Looking for a local event to pass the time? From movies, to concerts, to fairs and art, Eventful (free, iPhone) lets you follow upcoming concerts, performances and other live events through the site. Eventful goes a step further by giving fans a place to demand an event.
On the Road
AccuTerra Unlimited (iPhone) is the hardcore map and GPS tracker for hiking, running, biking, and skiing. We’re talking five million square miles of terrain and trail maps. The maps are beautiful and have been optimized for the iPhone. You’ll want to download just the maps that you need to use (the app can get quite large). This all-access pass comes at the hefty price tag of $29.95.
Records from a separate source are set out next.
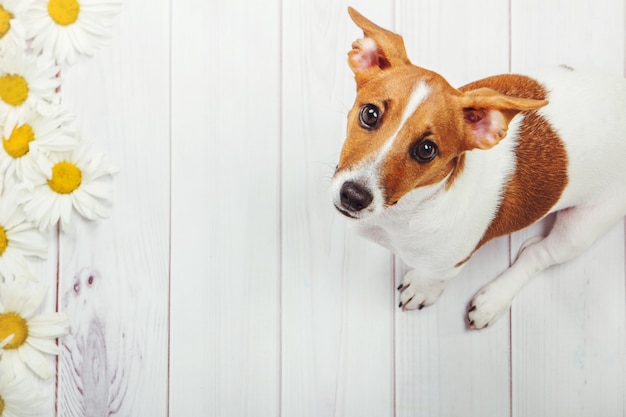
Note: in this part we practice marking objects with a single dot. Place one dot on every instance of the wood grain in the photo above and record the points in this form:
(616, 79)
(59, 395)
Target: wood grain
(225, 247)
(226, 285)
(337, 346)
(113, 274)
When you’re off the trail, Where You Go (free, Android) is an app with 500 preset categories that can locate anything from drug stores to restaurants to points of interest.
Campers and RV enthusiasts should head to Camping Road Trip ($2.99). Available on iPhone and Android, it provides a complete list of 15,000 RV parks and campgrounds and lets you share your notes and ratings with others.
On the Interstate? Download iexit ($.99, iPhone) and find out what restaurants and hotels are just off the next exit – without ever exiting.
An app I find especially handy for summer travels is Park n Find ($.99, iPhone). Park your car, take its photo, and the GPS coordinates are captured and reported back to you. You’ll never be the last car out of the lot again because you’ve forgotten where you’ve parked.
TripIt (free, Android, iPhone/iPad, Blackberry, Windows) watches as you book your flights, hotel , rental car information and turns it into your personal itinerary. Trip Advisor (free, Android phone/tablet, iPhone/iPad, Windows) shares the often very vocal opinion of travelers everywhere. Read before you book.